Many customers might be hesitant to grant those privileges, and rightly so; if the partner’s systems become compromised, then the customer could also be compromised—as could all the partner’s other customers. Also, when the partner has multiple people working on a customer’s network, all using the same Administrator account, it can become difficult to maintain accountability for the changes made. These are vulnerabilities that can be a dealbreaker for a partner/customer relationship.
Granular delegated admin permissions (GDAP) is a revision of DAP that enables partners to assign more specific Entra ID permissions to their users, fulfilling the least-privilege requirement of the Zero Trust initiative. Partner personnel managing the customer’s Azure subscriptions—such as creating and configuring users—are made members of an Admin Agent security group that grants them the privileges they need, as shown in Figure 3-43.
FIGURE 3-43 GDAP partner/customer relationships
Follow these steps to assign GDAP privileges:
The partner first requests a relationship with the customer in the Microsoft Partner Center, which specifies a time limit for the privileges to be granted (with a two-year maximum) and the Entra ID roles the partner should be assigned.

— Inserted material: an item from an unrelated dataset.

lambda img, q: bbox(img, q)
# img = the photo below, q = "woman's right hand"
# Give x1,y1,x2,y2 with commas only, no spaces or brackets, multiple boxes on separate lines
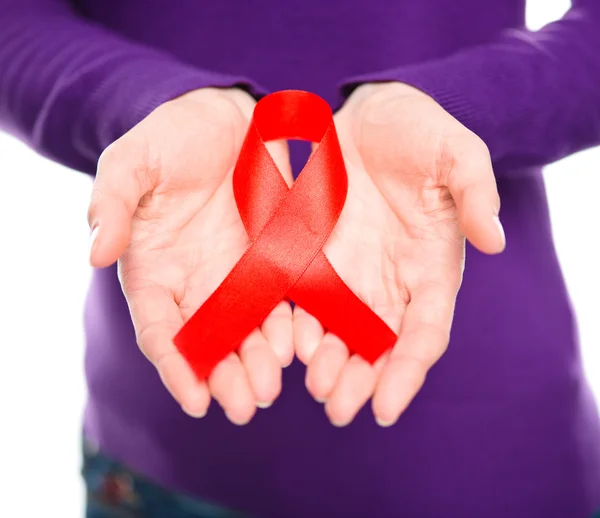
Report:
87,87,294,424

The Partner Center generates an email containing the request and sends it to the customer.
Once the customer approves the request, the partner can use the Admin Relationships page in the Partner Center to create security groups and assign Entra ID roles to them.

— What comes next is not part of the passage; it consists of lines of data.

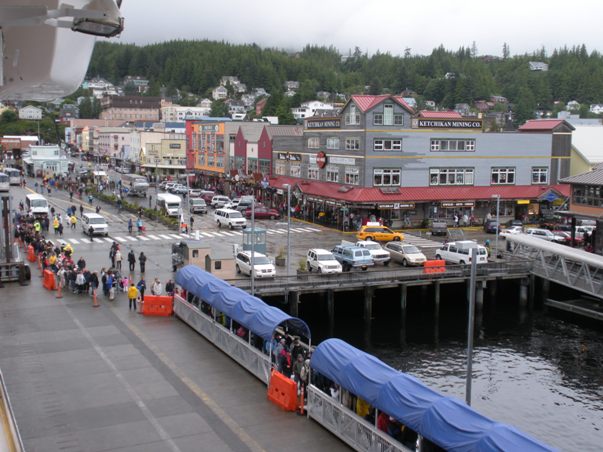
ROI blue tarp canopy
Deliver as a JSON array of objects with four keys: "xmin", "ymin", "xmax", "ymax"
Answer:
[
  {"xmin": 175, "ymin": 265, "xmax": 310, "ymax": 341},
  {"xmin": 311, "ymin": 339, "xmax": 556, "ymax": 452}
]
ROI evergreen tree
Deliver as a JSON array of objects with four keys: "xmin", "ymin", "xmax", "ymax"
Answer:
[{"xmin": 210, "ymin": 99, "xmax": 228, "ymax": 117}]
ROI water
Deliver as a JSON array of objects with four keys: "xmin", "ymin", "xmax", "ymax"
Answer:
[{"xmin": 298, "ymin": 284, "xmax": 603, "ymax": 452}]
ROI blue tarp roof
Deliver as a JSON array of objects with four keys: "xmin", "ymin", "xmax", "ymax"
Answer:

In addition to entering into a different type of partner/customer relationship, GDAP also makes it easier for either party to terminate that relationship without manually denying privileges.

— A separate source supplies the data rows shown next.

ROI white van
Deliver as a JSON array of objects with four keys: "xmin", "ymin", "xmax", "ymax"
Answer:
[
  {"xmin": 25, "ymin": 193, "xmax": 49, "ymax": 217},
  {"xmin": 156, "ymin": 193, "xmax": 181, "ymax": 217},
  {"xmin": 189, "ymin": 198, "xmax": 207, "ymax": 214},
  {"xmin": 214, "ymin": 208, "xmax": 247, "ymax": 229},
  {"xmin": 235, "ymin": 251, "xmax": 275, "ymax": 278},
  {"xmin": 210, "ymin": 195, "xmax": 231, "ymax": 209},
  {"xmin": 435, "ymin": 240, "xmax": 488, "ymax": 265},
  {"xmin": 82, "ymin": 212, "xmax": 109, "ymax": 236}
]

Describe Microsoft Purview and compliance solutions such as insider risk, auditing, and eDiscovery
For many IT professionals, the prospect of implementing vital services and storing important company information in the cloud is met with significant trepidation. They might have an instinctive reluctance to trust an IT infrastructure not implemented on computers the company owns and housed in their own datacenters. They might also hesitate to give up their control over those computers and their resources. Also, there might be statutes and standards to which the IT infrastructure must comply, whether because of contracted terms, company policies, or governmental requirements.